To me, the factor that has caused a stagnation (in comparison to centuries past) of artistic creativity is found in the stigmatization of music.
The concrete separation of "classical" or "art" music from "popular" music is a factor that really stifles the process of composition. The "classical" music community is tiny in proportion to the "popular" music community, and, in addition, the proportion of these "classical" listeners who actively participate in receiving new compositions is, at best, a small fraction of what it was 100 years ago. With the somewhat symbiotic relation that the composer holds with the audience now so fragile, the composer's task becomes rather more difficult.

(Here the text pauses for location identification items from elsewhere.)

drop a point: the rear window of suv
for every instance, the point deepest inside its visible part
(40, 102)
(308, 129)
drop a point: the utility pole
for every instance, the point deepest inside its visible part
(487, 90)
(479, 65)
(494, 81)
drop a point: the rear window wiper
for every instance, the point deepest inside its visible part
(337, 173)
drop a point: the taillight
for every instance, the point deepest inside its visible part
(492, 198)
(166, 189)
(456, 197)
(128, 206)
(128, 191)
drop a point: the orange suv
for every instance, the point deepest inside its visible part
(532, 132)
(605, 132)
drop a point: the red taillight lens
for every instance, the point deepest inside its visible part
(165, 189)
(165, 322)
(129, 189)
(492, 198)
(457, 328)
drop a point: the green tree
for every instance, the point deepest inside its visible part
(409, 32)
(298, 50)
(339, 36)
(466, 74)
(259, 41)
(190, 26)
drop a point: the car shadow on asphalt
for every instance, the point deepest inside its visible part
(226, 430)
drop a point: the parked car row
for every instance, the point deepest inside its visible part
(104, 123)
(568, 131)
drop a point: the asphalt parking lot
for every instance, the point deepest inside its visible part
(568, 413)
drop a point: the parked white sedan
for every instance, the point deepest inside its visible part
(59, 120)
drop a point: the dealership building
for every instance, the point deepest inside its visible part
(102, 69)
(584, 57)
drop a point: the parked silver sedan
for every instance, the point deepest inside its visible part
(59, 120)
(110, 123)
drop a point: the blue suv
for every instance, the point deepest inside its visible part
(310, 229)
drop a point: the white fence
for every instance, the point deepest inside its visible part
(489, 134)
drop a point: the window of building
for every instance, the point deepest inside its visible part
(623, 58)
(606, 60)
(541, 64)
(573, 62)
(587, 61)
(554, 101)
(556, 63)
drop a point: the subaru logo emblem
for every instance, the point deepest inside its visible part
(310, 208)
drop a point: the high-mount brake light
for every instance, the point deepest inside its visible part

Your diamond analogy is particularly interesting. It's a brilliant comparison - to me, this is a defining point of "classical" or "art" music. Will the consumer find that their ideal new work is in "popular" music, which makes rather slower advances and utilizes more approachable musical concepts? If so, this could spell the doom of the evolution of "classical" music - many so-called aficionados, as I pointed out earlier, will turn their noses up at experimental music - a necessary step in determining the natural path for music to follow. Who then will support the development of "classical" music?

Art can be seen as a reflection of a society. Perhaps it will take a few years to realize the genius of the compositions of our age.